With files from Estefania Duran
21-year-old SFU student Tayor Lin Hui started the BeaYOUtiful program back when she was just 17, after being bullied herself and watching friends battle eating disorders and low self esteem.
“I just realized that girls who weren’t confident in themselves would start to take down other people around them to make themselves feel better. And I thought, what a backwards way society is functioning – how can we change that?”
Hui says in her experience, the problems take root as early as grade three or four, so it is important to get a positive message to girls when they’re still young.
“So I decided, why not target this in elementary school when girls are starting to feel these different self esteeem issues?”
She says the volunteer run program focuses on building confidence, self empowerment, and teaching girls to love themselves.

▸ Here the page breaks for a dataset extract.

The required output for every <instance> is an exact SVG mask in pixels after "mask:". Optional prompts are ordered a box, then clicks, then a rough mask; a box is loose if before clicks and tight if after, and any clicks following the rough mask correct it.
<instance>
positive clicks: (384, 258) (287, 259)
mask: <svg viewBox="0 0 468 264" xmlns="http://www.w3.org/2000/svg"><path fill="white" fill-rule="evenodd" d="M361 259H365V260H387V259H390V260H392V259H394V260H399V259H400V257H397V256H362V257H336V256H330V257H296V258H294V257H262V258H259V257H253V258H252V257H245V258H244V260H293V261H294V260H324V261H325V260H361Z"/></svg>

“You have to love yourself first to give that to others.”
On the same level
Hui says what really lets the program work is that it’s run by peer mentors – and that young girls are the ones helping other young girls, something particularly relevant today, in a world of cyberbulling and toxic social media.
But she says ironically – being closer to the girls has been one of her biggest hurdles: proving as a 21-year-old she’s old enough and experienced enough to run the program.
She says she’s learned the answer to that question.
“What better way to relate, connect, and pass on a message than from those who have recently encountered those situations?”
The program is open to girls in grade five and six, is six-weeks long, and runs after school.
Hui says it’s mostly in partnership with the Surrey school district, and expanding to Langley and Pitt Meadows.
She hopes to make inroads to Vancouver by next fall.